経営が順調であれば問題はないのですが、築20年頃から「空き室が増えて、収入が減ってきた」「大規模修繕しなければならないけど、資金が足りない」「サブリースの一括借り上げ先から、家賃減額請求された」等々の問題が、発生してきます。

こんな時、税理士に相談しても、税理士は税金の専門家ですが、経営の専門家ではありません。弁護士も、法律の専門家ですが、賃貸経営についてアドバイスはできません。
そのようなリスクを少しでも減らすために、まずは経営の基本「会計」を学ぶことが大切だと考えています。

===財務諸表===
会計の目的は、財務諸表の作成です。財務諸表には「貸借対照表」「損益計算書」「キャッシュフロー計算書」などがあります。このうち税理士さんは、「貸借対照表」「損益計算書」を作成してくれます。しかし会計の知識がないと何を示しているかわかりません。

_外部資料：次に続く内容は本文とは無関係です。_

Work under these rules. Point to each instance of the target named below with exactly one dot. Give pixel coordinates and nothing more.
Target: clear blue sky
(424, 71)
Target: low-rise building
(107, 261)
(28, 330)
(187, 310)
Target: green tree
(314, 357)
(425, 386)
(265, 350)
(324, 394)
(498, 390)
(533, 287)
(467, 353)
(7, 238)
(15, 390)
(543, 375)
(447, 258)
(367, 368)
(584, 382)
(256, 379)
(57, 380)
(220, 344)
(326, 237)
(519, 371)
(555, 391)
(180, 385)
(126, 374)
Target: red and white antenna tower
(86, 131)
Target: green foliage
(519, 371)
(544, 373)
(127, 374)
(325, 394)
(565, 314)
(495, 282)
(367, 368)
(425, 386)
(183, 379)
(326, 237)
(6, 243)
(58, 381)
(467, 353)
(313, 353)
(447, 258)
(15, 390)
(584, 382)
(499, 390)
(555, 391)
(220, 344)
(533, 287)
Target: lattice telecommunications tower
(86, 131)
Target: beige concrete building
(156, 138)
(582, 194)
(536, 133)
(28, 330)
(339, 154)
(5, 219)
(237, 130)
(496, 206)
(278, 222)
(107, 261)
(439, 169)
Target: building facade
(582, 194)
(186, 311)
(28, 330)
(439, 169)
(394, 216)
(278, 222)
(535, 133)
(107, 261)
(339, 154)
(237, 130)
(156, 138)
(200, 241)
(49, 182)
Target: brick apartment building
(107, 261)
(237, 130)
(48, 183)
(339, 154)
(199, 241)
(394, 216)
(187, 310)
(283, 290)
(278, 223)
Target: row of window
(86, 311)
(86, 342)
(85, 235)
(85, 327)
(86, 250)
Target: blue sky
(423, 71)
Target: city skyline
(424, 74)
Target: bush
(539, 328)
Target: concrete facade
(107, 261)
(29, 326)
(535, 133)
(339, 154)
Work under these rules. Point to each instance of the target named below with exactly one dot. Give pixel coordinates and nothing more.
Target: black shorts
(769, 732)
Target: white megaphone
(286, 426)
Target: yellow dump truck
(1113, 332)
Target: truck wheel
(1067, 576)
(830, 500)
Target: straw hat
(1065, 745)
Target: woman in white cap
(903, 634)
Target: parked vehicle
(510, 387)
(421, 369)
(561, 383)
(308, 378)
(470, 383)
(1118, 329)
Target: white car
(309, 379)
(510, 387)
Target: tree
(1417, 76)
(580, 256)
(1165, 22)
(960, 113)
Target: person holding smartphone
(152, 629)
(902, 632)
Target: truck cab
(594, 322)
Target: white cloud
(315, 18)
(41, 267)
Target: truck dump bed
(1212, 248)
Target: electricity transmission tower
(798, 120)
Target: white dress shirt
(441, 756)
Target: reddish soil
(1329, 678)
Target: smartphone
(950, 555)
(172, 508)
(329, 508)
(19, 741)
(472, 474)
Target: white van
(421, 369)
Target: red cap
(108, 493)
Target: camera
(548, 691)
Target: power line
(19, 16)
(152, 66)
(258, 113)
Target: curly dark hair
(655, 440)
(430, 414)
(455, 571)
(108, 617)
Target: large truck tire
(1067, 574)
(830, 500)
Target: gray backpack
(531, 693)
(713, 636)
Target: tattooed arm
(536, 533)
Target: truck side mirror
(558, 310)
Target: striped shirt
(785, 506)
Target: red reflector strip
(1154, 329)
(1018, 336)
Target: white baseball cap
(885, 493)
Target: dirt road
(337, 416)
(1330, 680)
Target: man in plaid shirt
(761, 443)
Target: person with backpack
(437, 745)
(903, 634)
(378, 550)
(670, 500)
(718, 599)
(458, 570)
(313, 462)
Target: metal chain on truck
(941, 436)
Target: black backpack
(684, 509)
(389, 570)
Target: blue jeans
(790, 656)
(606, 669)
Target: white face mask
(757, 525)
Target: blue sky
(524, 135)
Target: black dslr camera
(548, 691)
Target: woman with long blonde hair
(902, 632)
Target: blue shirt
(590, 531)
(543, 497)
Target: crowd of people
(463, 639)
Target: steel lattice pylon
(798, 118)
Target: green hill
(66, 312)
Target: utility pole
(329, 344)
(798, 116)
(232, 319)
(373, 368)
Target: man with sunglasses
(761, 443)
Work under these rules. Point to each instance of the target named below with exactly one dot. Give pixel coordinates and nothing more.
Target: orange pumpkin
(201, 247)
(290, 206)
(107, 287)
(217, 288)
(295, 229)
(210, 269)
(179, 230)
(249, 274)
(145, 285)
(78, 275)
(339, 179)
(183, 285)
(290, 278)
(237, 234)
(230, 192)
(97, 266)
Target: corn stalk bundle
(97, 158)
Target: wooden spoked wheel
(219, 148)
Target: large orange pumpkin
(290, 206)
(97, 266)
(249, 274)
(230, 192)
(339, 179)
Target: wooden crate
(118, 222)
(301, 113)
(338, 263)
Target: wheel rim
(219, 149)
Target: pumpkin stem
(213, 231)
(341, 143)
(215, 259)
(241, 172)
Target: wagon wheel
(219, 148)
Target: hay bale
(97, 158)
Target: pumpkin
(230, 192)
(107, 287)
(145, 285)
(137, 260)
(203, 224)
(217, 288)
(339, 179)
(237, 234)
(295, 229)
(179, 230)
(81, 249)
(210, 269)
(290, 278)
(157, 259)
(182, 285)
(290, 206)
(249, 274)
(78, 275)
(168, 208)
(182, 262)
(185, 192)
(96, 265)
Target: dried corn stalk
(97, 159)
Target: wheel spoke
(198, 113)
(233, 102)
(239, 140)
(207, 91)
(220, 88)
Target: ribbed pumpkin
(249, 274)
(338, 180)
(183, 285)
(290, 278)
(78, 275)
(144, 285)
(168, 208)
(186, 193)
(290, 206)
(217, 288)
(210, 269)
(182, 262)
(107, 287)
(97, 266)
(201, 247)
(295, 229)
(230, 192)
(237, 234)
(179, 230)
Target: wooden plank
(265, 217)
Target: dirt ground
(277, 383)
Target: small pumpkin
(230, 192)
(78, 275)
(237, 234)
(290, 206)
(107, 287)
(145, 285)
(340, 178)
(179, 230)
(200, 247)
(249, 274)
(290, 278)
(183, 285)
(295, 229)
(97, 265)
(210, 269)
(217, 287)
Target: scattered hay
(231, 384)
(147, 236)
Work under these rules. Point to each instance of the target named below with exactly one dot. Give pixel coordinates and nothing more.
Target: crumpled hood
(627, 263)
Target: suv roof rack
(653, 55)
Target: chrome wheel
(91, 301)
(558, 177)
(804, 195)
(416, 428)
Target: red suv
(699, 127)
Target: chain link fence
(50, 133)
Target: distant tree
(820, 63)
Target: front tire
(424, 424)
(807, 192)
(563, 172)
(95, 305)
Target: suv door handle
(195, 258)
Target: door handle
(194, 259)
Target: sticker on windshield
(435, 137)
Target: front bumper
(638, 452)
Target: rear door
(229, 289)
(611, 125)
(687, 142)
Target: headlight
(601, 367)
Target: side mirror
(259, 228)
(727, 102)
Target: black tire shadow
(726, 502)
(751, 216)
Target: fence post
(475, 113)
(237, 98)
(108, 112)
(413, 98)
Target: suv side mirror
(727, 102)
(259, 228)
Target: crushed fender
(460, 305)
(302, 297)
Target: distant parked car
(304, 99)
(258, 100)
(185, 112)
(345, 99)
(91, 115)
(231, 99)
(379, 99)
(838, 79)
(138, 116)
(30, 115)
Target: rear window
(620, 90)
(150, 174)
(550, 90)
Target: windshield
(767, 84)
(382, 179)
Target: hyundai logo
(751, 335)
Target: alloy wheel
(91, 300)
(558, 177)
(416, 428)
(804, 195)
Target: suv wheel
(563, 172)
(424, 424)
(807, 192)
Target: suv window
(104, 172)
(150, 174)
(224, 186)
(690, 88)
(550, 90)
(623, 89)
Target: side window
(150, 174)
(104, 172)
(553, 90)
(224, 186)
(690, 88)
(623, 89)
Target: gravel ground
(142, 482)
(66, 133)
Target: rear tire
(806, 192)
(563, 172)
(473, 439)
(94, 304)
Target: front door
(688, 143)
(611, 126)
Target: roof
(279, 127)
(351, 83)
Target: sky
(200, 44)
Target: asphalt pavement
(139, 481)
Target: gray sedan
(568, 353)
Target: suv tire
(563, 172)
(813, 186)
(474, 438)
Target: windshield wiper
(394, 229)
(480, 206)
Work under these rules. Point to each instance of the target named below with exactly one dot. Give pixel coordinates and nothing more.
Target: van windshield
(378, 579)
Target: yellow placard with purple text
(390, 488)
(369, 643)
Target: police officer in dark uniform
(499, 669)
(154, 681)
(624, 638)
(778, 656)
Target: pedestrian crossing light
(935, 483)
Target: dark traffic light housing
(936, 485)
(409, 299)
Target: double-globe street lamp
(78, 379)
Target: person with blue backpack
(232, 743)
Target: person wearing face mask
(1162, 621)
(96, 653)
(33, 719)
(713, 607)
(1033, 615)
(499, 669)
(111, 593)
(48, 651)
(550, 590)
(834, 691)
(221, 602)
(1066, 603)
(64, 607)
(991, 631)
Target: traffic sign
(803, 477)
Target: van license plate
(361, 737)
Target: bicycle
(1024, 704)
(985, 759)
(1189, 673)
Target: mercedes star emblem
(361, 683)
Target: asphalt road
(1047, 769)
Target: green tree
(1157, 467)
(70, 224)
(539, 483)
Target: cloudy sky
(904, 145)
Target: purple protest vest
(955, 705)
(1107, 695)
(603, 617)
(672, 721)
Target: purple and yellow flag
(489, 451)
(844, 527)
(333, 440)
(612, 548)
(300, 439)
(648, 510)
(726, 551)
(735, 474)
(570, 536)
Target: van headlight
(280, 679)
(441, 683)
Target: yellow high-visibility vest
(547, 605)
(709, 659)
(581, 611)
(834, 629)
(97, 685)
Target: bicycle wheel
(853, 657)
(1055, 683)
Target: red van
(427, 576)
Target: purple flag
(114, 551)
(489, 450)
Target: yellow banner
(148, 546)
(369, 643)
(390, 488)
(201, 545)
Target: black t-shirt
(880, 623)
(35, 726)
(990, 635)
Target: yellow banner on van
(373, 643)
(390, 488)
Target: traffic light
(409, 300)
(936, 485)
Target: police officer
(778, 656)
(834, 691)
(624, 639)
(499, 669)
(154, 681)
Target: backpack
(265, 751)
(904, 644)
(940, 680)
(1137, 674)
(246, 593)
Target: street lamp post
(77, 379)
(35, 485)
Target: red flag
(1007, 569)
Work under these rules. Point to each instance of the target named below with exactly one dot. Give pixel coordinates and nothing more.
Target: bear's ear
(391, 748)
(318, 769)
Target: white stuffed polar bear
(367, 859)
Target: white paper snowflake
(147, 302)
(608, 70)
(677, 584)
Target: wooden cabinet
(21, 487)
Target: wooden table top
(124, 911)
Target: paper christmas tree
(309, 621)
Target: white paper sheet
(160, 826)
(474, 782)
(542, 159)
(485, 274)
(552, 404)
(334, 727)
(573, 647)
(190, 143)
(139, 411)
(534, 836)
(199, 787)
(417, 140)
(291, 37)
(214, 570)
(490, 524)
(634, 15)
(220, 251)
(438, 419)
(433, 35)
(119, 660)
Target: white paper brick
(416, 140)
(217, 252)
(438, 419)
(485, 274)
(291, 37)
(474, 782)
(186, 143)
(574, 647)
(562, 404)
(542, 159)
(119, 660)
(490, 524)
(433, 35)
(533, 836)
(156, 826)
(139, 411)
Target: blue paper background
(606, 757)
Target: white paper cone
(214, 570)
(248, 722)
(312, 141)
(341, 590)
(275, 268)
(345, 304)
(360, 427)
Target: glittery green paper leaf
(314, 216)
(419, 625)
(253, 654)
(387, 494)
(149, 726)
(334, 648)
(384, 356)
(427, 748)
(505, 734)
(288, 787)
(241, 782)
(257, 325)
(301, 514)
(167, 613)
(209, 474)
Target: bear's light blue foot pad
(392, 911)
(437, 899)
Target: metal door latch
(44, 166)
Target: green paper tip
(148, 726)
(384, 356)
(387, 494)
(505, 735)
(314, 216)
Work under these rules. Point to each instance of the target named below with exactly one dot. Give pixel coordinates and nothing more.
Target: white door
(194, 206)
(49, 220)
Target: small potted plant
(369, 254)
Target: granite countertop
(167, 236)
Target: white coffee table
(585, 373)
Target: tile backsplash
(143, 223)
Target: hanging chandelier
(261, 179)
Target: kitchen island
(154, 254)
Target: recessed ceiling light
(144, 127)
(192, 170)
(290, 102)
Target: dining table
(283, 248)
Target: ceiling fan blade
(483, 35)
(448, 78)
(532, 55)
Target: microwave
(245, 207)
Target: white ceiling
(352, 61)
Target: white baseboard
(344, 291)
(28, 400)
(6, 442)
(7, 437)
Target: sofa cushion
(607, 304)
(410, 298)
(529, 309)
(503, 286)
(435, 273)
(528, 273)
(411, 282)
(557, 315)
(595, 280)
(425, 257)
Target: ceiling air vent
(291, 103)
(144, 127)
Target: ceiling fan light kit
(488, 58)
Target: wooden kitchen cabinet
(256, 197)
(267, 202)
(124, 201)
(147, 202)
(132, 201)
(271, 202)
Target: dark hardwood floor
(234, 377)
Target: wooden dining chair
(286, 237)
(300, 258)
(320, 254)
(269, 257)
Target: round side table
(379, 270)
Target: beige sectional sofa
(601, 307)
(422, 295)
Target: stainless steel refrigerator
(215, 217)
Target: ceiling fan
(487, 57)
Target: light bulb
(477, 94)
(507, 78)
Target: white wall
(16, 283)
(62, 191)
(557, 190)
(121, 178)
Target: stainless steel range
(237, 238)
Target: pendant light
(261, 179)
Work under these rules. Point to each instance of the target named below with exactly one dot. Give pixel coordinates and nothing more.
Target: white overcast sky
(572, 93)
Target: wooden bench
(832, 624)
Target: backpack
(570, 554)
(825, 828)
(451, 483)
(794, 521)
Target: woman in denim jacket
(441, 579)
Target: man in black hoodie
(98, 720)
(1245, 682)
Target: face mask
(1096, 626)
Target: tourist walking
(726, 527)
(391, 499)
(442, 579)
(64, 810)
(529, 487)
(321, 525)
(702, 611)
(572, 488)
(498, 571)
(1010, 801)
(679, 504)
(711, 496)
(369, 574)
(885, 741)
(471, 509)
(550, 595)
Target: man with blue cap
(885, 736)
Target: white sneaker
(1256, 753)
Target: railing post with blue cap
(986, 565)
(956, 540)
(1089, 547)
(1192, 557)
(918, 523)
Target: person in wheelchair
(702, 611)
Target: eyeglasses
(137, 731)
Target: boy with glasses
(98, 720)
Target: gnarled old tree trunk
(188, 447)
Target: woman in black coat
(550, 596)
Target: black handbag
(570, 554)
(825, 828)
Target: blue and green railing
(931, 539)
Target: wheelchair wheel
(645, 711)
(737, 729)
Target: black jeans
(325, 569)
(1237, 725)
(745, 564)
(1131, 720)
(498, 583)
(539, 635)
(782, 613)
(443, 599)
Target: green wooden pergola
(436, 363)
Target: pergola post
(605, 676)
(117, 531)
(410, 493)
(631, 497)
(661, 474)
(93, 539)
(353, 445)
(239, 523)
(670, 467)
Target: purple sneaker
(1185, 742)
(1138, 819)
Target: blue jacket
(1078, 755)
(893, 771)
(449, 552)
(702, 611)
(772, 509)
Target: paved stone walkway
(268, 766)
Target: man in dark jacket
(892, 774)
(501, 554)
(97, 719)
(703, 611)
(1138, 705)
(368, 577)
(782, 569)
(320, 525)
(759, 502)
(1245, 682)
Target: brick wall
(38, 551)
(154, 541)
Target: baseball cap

その内容を知っておくことで、現在の経営状況を把握するだけではなく、将来のために何が必要かを考え、今後必要な資金の準備をするきっかけになります。

===経営指標===
財務諸表の数字から「経営指標」を知ることができます。
金融機関は、賃貸経営の状態を「経営指数」で判断します。経営指標といっても多くの種類がありますが、すべてを知る必要はありません。
賃貸経営で、大切なのは「投資利回り」「レバレッジ判定」「返済倍率」「損益分岐点」などです。経営指標を知ることで、現在の経営状態だけではなく、将来のリスクへの備えも考えることができます。

===不動産の価値を知る===
不動産のオーナーの中には、所有されている不動産の現在価値を正しく認識しておられない方もいらっしゃいます。現在の価値を知ってもすぐに役立つわけではありませんので、認識が薄いようです。
しかし大規模修繕費用を借り入れを行う場合、金融機関は不動産の価値を査定します。不動産価値の査定を知っておくと、金融機関への申し込みの際に役立ちます。
そして、いずれは建て替えたり、相続・継承の時期が来ます。場合によっては売却するかもしれません。不動産価値を定期的に調べておくと、将来どのように変動するかの予測もできます。

===会計の基礎を学ぶ===
会計学は大変広い学問です。すべてを学ぶのは難しいのですが、その基礎を知っておくだけで、リスクを減らすことができます。日本住宅性能検査協会では、その基礎を学ぶ機会を設けています。